E’ alla tempestività di agire dei frati che dobbiamo la fortuna di aver salvato almeno qualcosa dalla nuova soppressione che si abbatté sulle case religiose nel 1866. Già l'anno prima, il P. Gian Carlo Emanuelli da Genova (æ1878) affidava al Sig. Antonio Barbagelata "oriuolaio" i 21 volumi di Fr. Paolo M. da Chiavari, con la clausola che detti volumi sarebbero stati restituiti, ad ogni richiesta dei Cappuccini, «senza alcuna gravezza di spesa». Contemporaneamente, i frati si davano da fare per trasferire cautamente parte della loro preziosa biblioteca nel Convento di S. Barnaba che, per essere proprietà dell'Ospedale, si presumeva non avrebbe subito la sorte degli altri conventi. Quello che rimase in sede andò purtroppo, ancora una volta, disperso.
Una parte di libri finì nelle biblioteche della città, un gruppo fu estratto, con licenza dell'Arcivescovo, e dal Comune venne consegnato in deposito alla Canonica di S. Giorgio, per comodo dei parroci. Qualcosa non fu degnato di attenzione, come le tavole incise in rame del Globo terrestre e della Sfera Celeste del P. Vincenzo CORONELLI, che l'archivista del Comune di Genova, Angelo Boscassi, nel 1890 scoprirà in un fondo di magazzino dell'Economato comunale tra i libri incamerati nel '66, e più precisamente «nel mucchio proveniente dal. Convento dei Cappuccini». Dette tavole egli stesso le fece montare, completandole di 4 che mancavano, su grandi mappamondi che ora adornano le sale del Museo Navale di Pegli.

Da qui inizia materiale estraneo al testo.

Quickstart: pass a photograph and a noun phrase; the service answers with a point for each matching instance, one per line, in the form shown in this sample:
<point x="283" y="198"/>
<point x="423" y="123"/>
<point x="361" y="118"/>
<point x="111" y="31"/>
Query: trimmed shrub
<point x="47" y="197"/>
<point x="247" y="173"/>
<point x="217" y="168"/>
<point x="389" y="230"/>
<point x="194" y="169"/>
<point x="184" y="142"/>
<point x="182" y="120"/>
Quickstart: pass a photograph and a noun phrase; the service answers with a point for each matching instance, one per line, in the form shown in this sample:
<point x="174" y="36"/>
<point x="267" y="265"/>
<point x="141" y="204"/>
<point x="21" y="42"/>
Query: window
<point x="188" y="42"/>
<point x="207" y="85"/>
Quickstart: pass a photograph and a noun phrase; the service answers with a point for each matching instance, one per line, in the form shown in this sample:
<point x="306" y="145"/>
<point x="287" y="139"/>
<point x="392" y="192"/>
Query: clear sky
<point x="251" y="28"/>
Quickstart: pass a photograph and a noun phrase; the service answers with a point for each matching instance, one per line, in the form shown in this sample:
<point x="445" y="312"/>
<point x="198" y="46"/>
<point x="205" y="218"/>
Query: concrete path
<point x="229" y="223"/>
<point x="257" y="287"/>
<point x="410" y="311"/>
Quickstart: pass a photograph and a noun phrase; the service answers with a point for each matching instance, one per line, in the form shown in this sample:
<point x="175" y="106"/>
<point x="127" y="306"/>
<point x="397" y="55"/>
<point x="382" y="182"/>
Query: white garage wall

Ultimo zelante e attento bibliotecario è stato p.Cassiano da Langasco, autore anche di numerosi articoli e opere di carattere storico su argomenti riguardanti la nostra Provincia cappuccina e santa Caterina Fieschi Adorno.
L'ambiente, dove con amorosa dedizione di zelanti bibliotecari e provvida collaborazione di benefattori, si erano andati allineando, in due secoli e mezzo di vita, i tesori della scienza sacra e profana, oggi è irriconoscibile, nel continuo fluttuare di usi e di impieghi dell'antico convento. Anche il legame ideale con quell'«amore» dei nostri vecchi frati al libro è appena percettibile. Pure la tenue fiammella, almeno finora, non si spegne.
Accanto alla Chiesa, che fu aperta dal B.Angelo da Chivasso e fu santificata dalla presenza prima e dall'urna poi, di S. Caterina Fieschi, «il Centro Studi S. Caterina» sta ricomponendo, un'altra volta, l'antica biblioteca dei Cappuccini, con nuovi criteri, con nuove finalità. Nel cuore della città, vorrebbe testimoniare la perennità di un gesto, che può essere stato mortificato dalle avverse vicende, ma non distrutto.
A sistemazione ultimata, il Centro aspira a divenire utile strumento di studio e di elevazione non solo per i frati, che lo desidereranno, ma anche per chiunque voglia ancora rivolgersi alla porta del convento per chiedere non un pezzo di pane, ma un raggio di luce.